Pitts., Cin. & St. L. Railway Co. v. Marshall

Decision Date22 October 1877
PartiesPittsburgh, Cincinnati and St Louis Railway Company <I>versus</I> Marshall.
CourtPennsylvania Supreme Court

Before AGNEW, C. J., SHARSWOOD, MERCUR, GORDON, PAXSON, WOODWARD and STERRETT, JJ.

Error to the Court of Common Pleas, No. 2, of Allegheny county: Of October and November Term 1876, No. 190.

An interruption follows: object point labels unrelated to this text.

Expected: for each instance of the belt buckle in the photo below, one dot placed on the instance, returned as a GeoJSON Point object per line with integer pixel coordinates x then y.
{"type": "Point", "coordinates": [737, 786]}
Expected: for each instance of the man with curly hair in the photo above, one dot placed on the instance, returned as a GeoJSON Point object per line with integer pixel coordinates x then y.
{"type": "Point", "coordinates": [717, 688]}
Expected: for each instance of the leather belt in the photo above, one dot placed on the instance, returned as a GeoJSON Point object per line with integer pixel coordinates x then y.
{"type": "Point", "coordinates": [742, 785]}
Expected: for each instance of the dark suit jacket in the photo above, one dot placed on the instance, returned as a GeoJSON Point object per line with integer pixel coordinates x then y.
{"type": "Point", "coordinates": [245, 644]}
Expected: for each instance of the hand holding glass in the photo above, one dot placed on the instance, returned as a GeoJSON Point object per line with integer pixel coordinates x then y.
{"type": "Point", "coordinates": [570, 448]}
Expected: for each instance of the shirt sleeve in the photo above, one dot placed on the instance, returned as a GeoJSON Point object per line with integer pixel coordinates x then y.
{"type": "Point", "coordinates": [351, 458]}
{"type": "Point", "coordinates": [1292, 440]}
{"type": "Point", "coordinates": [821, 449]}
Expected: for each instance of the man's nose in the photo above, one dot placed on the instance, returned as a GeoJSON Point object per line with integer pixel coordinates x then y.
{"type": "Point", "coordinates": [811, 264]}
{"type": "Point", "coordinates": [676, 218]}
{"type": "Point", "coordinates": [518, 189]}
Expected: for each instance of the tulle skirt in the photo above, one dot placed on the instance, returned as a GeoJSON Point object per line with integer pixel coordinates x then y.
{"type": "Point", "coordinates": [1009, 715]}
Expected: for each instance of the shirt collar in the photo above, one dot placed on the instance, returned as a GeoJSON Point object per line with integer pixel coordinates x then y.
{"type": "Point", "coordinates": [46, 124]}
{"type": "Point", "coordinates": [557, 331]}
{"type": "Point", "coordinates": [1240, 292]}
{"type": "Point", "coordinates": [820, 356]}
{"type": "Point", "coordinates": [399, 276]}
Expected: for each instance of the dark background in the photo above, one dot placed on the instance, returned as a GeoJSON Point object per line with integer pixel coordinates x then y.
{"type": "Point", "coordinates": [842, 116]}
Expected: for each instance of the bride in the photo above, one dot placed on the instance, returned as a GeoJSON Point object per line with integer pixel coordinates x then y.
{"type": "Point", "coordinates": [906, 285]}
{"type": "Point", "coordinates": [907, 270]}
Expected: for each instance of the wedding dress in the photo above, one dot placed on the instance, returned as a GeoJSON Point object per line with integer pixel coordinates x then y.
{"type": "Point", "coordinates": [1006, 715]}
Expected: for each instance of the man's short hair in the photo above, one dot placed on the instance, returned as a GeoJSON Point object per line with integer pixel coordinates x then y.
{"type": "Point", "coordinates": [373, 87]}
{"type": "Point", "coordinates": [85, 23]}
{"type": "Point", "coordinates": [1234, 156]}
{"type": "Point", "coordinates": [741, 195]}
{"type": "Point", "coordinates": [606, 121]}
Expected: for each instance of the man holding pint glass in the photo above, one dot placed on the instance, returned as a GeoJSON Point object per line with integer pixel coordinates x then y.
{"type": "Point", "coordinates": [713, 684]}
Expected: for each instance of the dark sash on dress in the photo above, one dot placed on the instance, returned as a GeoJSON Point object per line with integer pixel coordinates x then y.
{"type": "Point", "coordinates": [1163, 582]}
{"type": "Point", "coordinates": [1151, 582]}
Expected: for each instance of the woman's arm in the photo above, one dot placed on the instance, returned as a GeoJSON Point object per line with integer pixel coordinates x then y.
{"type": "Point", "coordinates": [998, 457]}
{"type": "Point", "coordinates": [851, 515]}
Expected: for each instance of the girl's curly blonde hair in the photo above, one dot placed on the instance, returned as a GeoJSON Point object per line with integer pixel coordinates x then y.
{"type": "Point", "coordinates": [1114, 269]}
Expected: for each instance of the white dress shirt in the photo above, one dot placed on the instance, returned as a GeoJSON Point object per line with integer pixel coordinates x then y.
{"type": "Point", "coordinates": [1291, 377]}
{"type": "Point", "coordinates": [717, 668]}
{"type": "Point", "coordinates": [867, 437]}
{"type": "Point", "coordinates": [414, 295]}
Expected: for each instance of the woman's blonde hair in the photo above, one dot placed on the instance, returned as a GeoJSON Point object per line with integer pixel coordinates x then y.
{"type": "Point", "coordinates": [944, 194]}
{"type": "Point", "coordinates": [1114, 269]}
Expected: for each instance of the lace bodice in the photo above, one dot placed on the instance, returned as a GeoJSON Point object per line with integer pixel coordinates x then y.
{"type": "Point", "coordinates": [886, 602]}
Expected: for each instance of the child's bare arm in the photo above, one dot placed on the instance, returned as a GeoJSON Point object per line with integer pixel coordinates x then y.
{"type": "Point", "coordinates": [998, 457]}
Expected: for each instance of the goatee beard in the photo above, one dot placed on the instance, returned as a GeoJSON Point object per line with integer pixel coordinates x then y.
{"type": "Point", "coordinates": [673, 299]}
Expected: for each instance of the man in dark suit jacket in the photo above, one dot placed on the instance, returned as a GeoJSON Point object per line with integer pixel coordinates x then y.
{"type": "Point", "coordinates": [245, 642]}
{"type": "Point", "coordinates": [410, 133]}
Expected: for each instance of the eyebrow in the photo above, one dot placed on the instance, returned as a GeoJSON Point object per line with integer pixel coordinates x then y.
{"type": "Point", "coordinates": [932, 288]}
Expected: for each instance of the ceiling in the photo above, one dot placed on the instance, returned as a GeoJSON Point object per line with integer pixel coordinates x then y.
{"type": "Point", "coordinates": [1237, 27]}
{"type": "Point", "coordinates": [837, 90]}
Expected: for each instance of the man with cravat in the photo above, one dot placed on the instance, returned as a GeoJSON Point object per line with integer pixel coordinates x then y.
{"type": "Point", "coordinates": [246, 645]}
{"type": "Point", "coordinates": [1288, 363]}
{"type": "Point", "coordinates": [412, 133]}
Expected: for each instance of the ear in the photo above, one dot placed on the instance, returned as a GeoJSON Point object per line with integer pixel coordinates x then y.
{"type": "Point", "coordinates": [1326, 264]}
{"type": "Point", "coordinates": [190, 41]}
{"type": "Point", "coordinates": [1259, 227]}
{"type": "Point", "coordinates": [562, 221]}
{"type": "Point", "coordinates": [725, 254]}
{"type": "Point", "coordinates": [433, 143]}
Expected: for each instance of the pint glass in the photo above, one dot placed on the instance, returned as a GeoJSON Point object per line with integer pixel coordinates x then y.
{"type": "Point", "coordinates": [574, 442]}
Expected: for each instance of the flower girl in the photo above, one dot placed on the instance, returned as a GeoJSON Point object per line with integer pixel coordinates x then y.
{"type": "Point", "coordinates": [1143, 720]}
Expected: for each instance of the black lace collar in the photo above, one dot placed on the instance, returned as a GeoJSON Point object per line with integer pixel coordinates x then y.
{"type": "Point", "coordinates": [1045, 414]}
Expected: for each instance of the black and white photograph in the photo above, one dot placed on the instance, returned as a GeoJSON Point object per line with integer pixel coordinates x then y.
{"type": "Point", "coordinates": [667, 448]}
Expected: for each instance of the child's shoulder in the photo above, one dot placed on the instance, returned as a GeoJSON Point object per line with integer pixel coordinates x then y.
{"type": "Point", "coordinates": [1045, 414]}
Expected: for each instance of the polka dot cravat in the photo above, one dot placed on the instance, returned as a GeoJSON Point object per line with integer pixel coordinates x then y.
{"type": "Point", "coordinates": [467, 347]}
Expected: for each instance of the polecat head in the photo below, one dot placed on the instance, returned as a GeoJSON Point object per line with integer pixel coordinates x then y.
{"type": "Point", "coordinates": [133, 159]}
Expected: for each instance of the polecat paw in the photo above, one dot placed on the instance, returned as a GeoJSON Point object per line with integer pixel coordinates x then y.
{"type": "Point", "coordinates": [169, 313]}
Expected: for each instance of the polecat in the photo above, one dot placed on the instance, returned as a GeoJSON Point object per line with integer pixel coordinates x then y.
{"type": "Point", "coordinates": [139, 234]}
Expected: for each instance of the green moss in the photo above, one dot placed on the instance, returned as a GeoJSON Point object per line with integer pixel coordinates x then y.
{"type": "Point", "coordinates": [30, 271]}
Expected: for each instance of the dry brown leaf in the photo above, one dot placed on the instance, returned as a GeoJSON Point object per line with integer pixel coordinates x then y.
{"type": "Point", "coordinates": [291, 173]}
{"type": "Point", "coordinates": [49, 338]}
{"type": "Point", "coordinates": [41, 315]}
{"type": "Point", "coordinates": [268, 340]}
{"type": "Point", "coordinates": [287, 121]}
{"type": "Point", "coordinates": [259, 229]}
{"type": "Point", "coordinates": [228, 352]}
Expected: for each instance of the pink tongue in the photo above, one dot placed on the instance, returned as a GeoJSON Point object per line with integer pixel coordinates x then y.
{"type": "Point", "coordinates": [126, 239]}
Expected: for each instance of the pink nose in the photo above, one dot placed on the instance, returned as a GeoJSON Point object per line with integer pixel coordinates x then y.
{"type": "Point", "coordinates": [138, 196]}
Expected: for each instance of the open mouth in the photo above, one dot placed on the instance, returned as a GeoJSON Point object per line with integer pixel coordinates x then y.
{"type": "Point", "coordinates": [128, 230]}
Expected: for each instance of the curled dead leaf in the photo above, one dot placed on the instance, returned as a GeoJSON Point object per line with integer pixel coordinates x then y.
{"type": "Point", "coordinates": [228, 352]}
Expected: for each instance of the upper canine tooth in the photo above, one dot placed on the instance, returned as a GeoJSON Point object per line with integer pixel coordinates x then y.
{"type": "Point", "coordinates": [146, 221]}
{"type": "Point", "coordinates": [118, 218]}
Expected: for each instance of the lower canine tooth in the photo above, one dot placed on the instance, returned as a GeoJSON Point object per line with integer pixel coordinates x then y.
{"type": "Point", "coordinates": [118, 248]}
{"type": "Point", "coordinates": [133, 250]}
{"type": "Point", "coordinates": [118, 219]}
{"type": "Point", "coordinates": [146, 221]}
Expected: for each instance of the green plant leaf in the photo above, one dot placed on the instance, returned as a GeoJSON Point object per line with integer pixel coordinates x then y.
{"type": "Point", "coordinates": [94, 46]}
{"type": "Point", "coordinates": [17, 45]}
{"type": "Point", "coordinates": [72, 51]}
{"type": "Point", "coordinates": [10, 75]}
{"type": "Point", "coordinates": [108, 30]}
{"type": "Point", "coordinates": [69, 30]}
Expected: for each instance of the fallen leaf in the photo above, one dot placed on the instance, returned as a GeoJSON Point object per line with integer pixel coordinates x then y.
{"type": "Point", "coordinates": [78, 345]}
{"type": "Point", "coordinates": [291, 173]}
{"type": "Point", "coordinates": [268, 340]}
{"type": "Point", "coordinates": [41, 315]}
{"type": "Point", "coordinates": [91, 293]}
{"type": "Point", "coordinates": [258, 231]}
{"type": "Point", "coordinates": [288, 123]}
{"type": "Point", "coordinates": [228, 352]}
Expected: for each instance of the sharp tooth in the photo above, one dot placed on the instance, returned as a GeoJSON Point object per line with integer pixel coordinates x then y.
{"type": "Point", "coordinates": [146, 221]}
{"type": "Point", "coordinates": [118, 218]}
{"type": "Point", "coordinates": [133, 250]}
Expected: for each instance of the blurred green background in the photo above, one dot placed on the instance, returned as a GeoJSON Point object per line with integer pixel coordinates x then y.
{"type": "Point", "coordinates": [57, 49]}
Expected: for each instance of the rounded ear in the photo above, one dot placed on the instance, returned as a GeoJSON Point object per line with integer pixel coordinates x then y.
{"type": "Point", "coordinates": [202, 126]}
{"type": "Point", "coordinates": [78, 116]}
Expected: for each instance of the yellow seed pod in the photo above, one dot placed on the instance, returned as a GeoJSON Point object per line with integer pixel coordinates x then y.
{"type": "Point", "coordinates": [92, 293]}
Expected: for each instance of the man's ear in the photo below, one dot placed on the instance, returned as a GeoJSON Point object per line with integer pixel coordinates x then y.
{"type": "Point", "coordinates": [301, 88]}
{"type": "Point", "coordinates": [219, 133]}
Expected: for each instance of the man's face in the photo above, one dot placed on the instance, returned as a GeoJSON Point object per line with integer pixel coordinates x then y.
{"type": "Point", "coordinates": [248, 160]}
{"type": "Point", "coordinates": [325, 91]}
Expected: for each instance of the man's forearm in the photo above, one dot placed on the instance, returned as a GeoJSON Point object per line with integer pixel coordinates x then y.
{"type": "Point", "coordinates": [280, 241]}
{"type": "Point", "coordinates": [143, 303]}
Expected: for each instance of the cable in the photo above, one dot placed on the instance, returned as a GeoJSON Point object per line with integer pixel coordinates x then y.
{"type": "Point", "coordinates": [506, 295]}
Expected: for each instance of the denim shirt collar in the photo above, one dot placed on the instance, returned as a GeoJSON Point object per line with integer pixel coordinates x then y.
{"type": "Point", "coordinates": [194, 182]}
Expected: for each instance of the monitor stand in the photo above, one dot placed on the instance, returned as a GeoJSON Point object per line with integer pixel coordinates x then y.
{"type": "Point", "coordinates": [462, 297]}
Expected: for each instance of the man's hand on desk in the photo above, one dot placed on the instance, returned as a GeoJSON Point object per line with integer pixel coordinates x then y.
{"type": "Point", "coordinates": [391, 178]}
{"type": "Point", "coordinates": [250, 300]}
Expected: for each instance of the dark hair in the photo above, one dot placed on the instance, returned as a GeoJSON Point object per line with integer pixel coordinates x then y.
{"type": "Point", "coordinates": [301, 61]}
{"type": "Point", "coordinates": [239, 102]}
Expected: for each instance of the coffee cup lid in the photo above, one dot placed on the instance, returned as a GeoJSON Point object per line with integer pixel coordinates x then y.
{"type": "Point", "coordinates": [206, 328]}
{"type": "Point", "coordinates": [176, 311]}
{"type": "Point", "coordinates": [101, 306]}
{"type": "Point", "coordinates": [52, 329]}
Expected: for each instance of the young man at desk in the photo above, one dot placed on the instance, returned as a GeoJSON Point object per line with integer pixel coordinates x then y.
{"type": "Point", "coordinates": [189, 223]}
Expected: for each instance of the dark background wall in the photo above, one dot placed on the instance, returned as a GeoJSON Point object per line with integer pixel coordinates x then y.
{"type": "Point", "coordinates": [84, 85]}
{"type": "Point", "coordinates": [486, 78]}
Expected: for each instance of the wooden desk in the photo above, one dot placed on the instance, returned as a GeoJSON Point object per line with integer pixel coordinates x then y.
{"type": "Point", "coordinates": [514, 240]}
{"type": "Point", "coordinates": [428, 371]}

Hampton & Dalzell, for plaintiff in error.—Frederick Marshall the plaintiff below, has no claim against the Pittsburgh, Cincinnati and St. Louis Railway Company, the defendant below, unless by virtue of the legislative resolution of January 21st 1843 (Purd. Dig. 1, p. 90), which is in these words:

"It shall not be lawful for any company incorporated by the laws of this Commonwealth, and empowered to construct, make and manage any railroad, canal or other public improvement, while the debts and liabilities, or any part thereof, incurred by the said company to contractors, laborers and workmen employed in the construction or repairs of said improvement remain unpaid, to execute a general or partial assignment, conveyance, mortgage, or other transfer of the real or personal estate of the said company, so as to defeat, postpone, endanger or delay their said creditors, without the written assent of the said creditors first had and obtained; and any such assignment, conveyance, mortgage or transfer shall be deemed fraudulent, null and void, as against any such contractors, laborers and workmen, creditors aforesaid."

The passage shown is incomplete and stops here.